AR News Notícias. Preenchendo a necessidade de informações confiáveis.

Maceió AL - -

Robert Kagan: Às vezes a intervenção dos EUA vale a pena revidar

📅 04 de agosto de 2026⏱ 7 min de leitura🌐 Traduzido e adaptado
Robert Kagan: Às vezes a intervenção dos EUA vale a pena revidar

Robert Kagan surpreendeu algumas pessoas. Um dos falcões mais influentes da América condenou a guerra fracassada da administração Trump no Irã, sugerindo no The Atlantic em Março que o envolvimento dos EUA no Oriente Médio tem sido um catalisador, e não uma resposta prudente, ao terrorismo islâmico.

Membro sênior da Brookings Institution e historiador prolífico, Kagan defende a primazia dos EUA há décadas, começando por seu apoio aos insurgentes Contra da Nicarágua como chefe do Gabinete de Diplomacia Pública do Departamento de Estado (1985-88).

Em 1997, Kagan co-fundou o Project for the New American Century, um think tank neoconservador que fez lobby por uma política externa vigorosa e pela manutenção da hegemonia global dos EUA. O grupo exerceu a sua considerável influência para impulsionar a mudança de regime no Iraque de Saddam Hussein. A defesa de Kagan sempre se baseou na crença de que o mundo entraria em colapso na desordem sem a liderança americana, embora as desventuras militares dos EUA tenham desestabilizado repetidamente partes do mundo.

Então, Robert Kagan está agora reconsiderando sua atitude agressiva do passado? Eu o entrevistei para descobrir. Nossa conversa foi editada para maior extensão e clareza.

Martin Di Caro: Você está passando por uma conversão? Isso é justo?
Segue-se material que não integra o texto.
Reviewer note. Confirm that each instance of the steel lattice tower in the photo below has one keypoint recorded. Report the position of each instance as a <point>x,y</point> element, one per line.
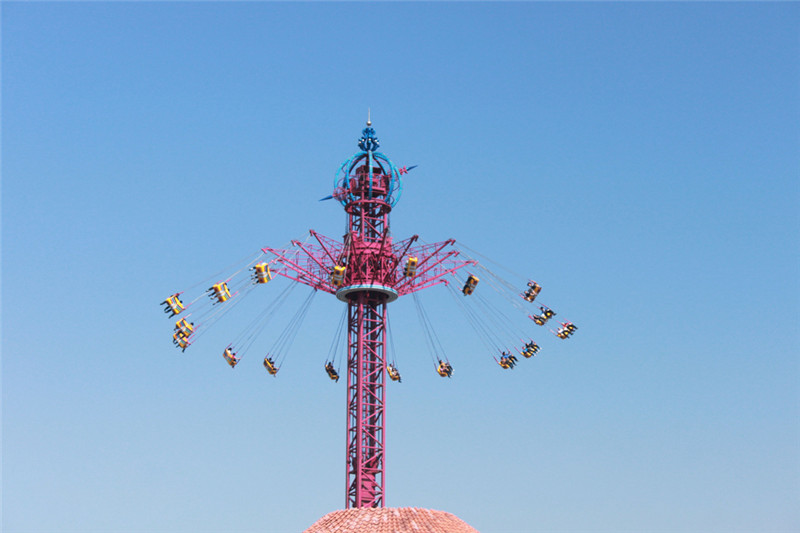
<point>366,271</point>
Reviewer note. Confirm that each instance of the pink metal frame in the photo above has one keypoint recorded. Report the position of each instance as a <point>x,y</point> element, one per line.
<point>374,271</point>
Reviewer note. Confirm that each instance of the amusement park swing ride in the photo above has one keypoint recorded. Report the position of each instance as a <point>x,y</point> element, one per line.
<point>366,271</point>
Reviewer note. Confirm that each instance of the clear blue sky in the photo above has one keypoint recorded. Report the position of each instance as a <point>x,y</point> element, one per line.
<point>640,160</point>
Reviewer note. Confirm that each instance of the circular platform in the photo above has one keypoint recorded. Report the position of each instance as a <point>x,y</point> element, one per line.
<point>389,520</point>
<point>343,293</point>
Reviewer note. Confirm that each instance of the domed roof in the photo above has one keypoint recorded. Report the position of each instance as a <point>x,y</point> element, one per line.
<point>390,520</point>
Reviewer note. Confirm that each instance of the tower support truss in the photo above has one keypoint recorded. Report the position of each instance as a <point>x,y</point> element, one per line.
<point>366,271</point>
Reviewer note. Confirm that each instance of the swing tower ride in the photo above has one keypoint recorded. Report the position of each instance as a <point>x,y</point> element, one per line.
<point>367,271</point>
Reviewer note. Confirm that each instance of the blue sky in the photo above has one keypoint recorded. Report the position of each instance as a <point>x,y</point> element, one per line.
<point>640,160</point>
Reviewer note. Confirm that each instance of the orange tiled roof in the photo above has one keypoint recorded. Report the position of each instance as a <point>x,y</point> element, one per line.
<point>389,520</point>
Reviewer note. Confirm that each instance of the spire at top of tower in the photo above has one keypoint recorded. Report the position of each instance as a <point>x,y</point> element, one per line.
<point>368,142</point>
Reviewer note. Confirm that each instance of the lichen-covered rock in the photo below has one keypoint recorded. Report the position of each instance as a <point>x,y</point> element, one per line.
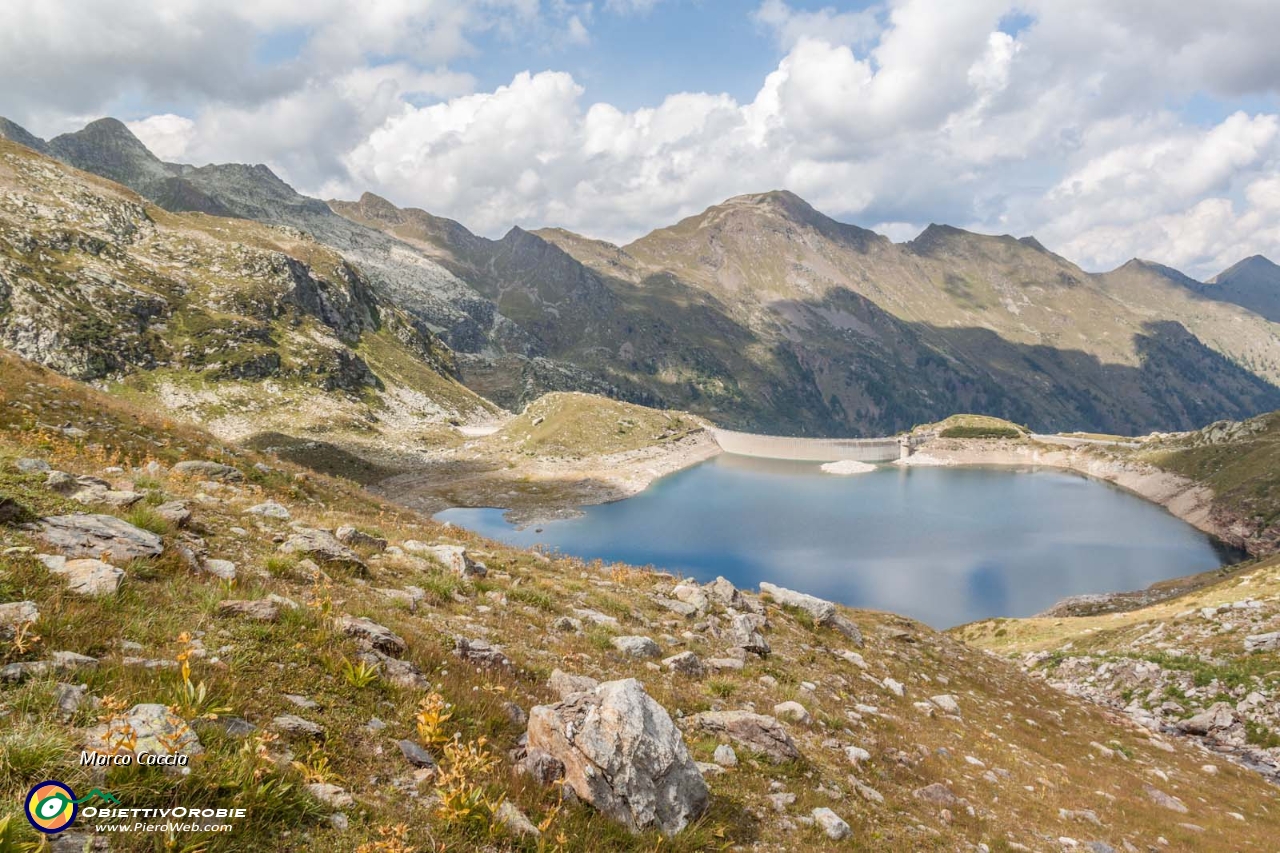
<point>452,557</point>
<point>96,536</point>
<point>624,756</point>
<point>156,730</point>
<point>822,611</point>
<point>209,470</point>
<point>373,634</point>
<point>750,730</point>
<point>85,576</point>
<point>324,548</point>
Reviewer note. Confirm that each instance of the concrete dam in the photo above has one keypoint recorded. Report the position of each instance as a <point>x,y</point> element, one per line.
<point>816,450</point>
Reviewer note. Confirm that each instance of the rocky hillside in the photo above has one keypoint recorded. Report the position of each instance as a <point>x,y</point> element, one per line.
<point>360,678</point>
<point>1201,667</point>
<point>260,332</point>
<point>1253,283</point>
<point>762,313</point>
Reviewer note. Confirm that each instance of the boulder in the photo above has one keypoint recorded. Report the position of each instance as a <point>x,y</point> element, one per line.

Robert Kagan: Acho que não, porque nunca neguei que a reação negativa fosse uma realidade. Na verdade, os meus escritos mostram que quando os Estados Unidos estão agindo no mundo, os americanos tendem a nem sequer estar conscientes do efeito do poder americano sobre outras nações. E por isso ficam constantemente chocados sempre que o uso do poder americano leva a uma resposta. O melhor exemplo é o Japão e Pearl Harbor. Muitos americanos agiram como se fosse inesperado quando o Japão nos atacou, quando, na verdade, os EUA seguiram políticas que provavelmente levariam a um ataque japonês. O mesmo aconteceu com o 11 de Setembro, no sentido de que foi, pelo menos em parte, uma resposta à presença americana no Oriente Médio.
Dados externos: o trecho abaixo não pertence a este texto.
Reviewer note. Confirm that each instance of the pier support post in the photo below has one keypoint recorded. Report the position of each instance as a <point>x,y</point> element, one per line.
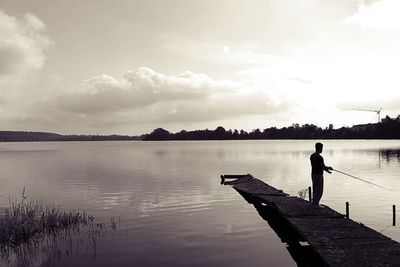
<point>394,215</point>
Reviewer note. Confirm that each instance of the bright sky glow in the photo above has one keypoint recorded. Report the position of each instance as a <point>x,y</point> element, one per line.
<point>98,67</point>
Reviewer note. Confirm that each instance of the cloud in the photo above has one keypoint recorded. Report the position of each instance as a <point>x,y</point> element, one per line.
<point>145,96</point>
<point>22,44</point>
<point>380,15</point>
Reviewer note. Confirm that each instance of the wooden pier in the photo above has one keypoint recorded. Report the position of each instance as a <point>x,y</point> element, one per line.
<point>316,236</point>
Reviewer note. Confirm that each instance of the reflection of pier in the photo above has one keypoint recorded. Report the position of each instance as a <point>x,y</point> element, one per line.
<point>316,236</point>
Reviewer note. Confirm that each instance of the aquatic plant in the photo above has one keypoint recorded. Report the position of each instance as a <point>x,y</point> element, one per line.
<point>26,219</point>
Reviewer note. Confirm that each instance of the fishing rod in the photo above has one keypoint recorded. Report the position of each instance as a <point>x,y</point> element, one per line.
<point>358,178</point>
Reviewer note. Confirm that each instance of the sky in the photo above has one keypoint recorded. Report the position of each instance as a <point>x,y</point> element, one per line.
<point>130,66</point>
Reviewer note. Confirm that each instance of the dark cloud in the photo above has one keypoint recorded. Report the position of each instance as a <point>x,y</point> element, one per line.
<point>144,96</point>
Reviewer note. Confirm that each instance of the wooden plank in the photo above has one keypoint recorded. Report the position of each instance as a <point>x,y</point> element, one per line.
<point>337,240</point>
<point>257,187</point>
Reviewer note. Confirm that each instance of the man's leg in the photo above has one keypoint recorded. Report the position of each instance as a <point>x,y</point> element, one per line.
<point>318,187</point>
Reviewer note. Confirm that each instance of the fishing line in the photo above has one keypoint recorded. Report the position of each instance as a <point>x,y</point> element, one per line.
<point>358,178</point>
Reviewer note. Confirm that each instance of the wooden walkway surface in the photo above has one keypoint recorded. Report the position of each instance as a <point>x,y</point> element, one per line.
<point>337,240</point>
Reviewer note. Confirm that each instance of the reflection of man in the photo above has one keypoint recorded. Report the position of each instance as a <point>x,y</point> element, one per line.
<point>317,173</point>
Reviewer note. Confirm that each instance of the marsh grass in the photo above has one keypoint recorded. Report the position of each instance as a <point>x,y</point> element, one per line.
<point>24,220</point>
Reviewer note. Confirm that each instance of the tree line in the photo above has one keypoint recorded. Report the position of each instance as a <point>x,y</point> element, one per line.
<point>388,128</point>
<point>23,136</point>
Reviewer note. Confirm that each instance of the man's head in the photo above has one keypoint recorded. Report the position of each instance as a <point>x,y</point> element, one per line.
<point>318,147</point>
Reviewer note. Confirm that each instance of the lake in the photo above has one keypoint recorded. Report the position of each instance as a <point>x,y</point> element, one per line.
<point>168,204</point>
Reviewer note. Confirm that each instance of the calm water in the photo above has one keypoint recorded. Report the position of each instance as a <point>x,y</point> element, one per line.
<point>169,206</point>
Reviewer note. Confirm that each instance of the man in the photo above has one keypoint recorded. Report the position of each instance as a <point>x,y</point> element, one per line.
<point>317,173</point>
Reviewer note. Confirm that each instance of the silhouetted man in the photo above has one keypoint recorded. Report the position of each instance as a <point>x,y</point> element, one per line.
<point>317,173</point>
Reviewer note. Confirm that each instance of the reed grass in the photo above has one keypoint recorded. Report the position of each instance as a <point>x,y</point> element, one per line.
<point>24,220</point>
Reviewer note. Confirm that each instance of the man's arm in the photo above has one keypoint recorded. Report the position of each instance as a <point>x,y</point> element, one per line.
<point>326,168</point>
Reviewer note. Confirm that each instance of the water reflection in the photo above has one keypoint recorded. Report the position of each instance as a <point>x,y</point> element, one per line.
<point>59,247</point>
<point>300,251</point>
<point>390,154</point>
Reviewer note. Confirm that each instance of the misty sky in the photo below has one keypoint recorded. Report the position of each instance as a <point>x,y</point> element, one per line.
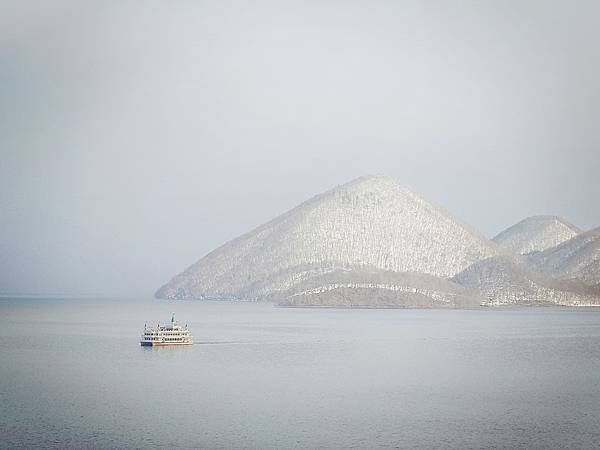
<point>137,136</point>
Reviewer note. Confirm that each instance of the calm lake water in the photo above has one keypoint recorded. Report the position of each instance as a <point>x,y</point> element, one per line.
<point>73,374</point>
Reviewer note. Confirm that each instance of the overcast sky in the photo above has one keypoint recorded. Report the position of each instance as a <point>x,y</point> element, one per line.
<point>135,137</point>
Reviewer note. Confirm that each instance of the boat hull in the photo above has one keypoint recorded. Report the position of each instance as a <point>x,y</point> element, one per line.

A questão é: você age mesmo sabendo que haverá um retrocesso porque o que está em jogo vale a pena. Portanto, nunca duvidei disso e, como digo, reconhecer o efeito do poder americano sobre outras nações é uma parte importante da minha história.

Di Caro: No entanto, durante décadas o senhor defendeu o intervencionismo dos EUA e, no caso da invasão do Iraque em 2003, uma guerra preventiva…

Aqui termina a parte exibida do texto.